What the stewards heard
The hearing brought together representatives from both teams including Red Bull Sporting Director Stephen Knowles, Mercedes Race Manager Ron Meadows, and both drivers alongside FIA Sporting Director Tim Malyon and Race Director Rui Marques. Red Bull presented onboard footage, telemetry showing brake and throttle inputs, and radio communications intended to demonstrate that Russell had acted with “unsportsmanlike intent.” They even pointed to Russell checking his mirrors before braking as proof he knew Verstappen was close behind.
Mercedes, however, countered that periodic braking is routine when following the safety car to maintain tire and brake temperatures, and that Russell’s brake pressure measured at approximately 30 psi was mild. The team also introduced additional telemetry illustrating similar braking by multiple drivers on earlier laps under the safety car. According to Mercedes, Russell’s mirror glance was simply to ensure he hadn’t closed up too tightly on the safety car itself.
FIA’s findings
Based on Mr. Malyon’s observations and data review, the stewards accepted that:
Braking was normal: The pattern matched typical safety-car procedures and served to keep tire temperatures healthy rather than to trap Verstappen.
Gap tolerance: While the ten-car-length guideline exists, race control routinely allows flexibility to account for necessary deceleration and acceleration. Russell’s gap did not meaningfully exceed acceptable limits.
No unsportsmanlike conduct
Informing his team of an overtake was a factual radio message, not a deliberate attempt to manipulate stewards into penalizing Verstappen.

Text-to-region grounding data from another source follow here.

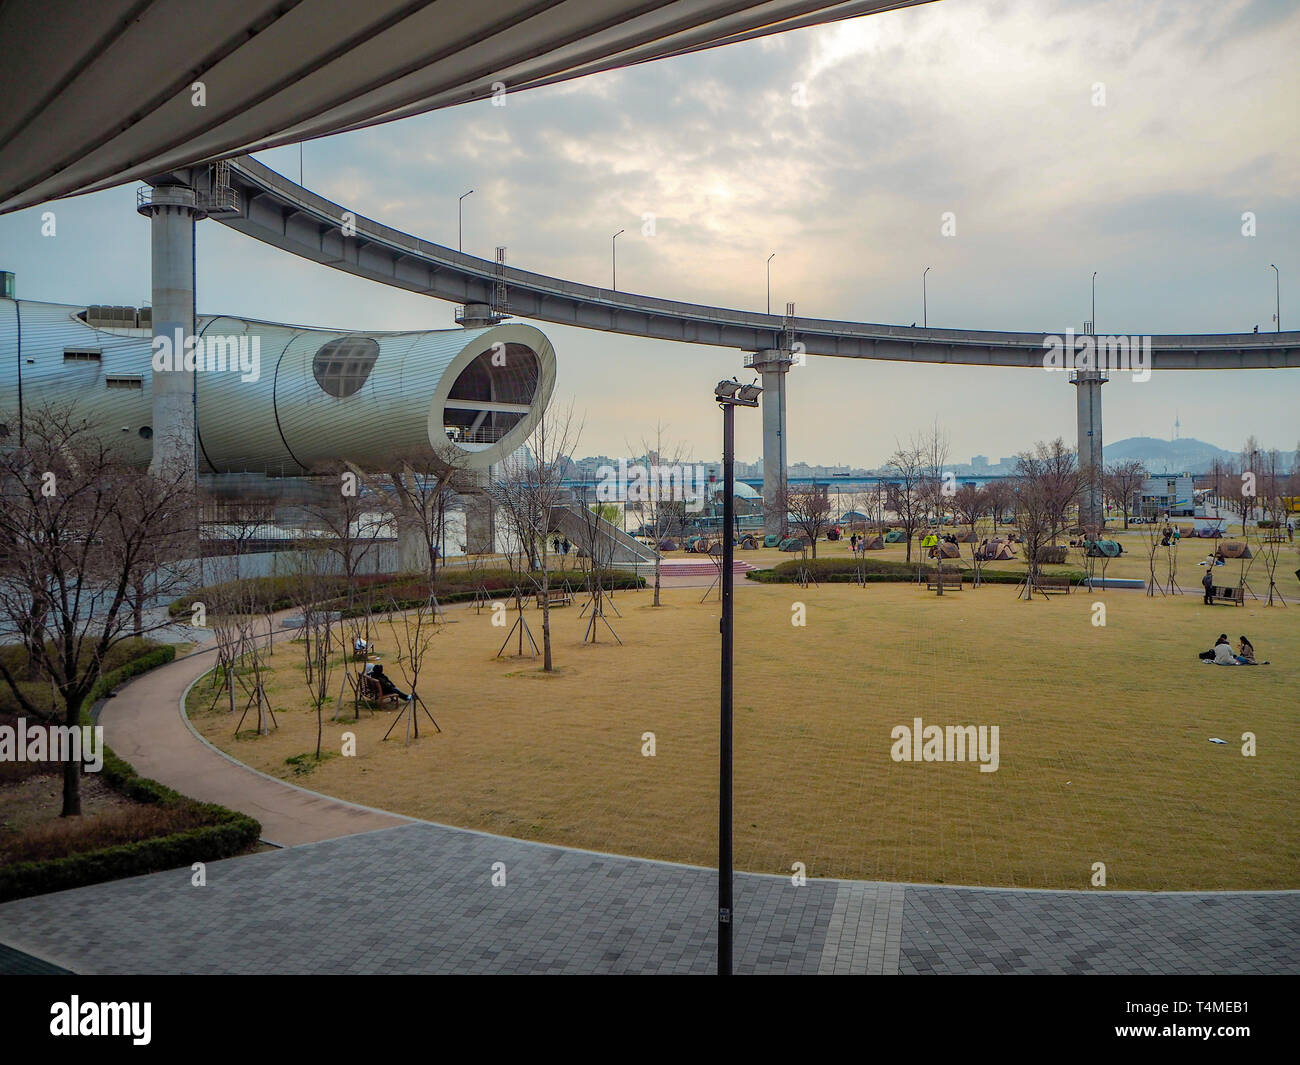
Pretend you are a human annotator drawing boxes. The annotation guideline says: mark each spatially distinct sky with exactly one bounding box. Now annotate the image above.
[1,0,1297,468]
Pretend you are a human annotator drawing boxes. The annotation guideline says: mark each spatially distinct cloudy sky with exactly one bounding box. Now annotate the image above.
[2,0,1297,467]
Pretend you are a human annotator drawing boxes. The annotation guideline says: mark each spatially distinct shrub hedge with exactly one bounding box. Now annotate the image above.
[745,557,1086,586]
[170,568,645,619]
[0,644,262,903]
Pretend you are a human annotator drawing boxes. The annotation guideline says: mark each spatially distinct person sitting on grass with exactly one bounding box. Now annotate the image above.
[1235,635,1268,665]
[1199,634,1230,662]
[1212,637,1238,665]
[369,664,411,701]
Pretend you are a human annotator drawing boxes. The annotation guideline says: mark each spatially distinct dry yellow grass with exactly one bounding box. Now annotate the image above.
[188,578,1299,890]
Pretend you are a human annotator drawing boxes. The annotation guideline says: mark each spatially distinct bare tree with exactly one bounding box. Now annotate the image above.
[633,421,691,607]
[1103,460,1146,529]
[786,483,833,558]
[0,405,196,816]
[953,482,988,586]
[884,441,928,563]
[1010,446,1060,600]
[380,593,441,745]
[495,402,584,672]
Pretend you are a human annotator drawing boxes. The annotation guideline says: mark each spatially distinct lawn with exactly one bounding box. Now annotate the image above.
[187,575,1298,891]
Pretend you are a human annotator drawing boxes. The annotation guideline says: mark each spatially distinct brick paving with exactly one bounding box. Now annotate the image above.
[1,823,1294,975]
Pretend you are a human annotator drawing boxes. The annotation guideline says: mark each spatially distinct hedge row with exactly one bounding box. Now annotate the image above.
[170,568,645,619]
[746,557,1086,586]
[0,646,262,903]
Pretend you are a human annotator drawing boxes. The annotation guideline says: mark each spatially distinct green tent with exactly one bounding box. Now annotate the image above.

With these points, the stewards unanimously rejected Red Bull’s protest “as it is not founded,” and Red Bull forfeited its €2,000 deposit.
What this means going forward
The decision underscores the FIA’s deference to context and driver intent when policing safety-car behavior. Teams now clearly face a higher bar when bringing “gamesmanship” protests stronger telemetry anomalies or unequivocal rule breaches will be required. For Russell and Mercedes, the ruling cements a hard-fought win and affirms their racecraft. Red Bull, meanwhile, must weigh whether future protests will yield results or simply churn resources without payoff.
As F1 heads next to Austria, the episode serves as a reminder that margin-of-error debates will continue but only truly compelling evidence will shift results after the checkered flag.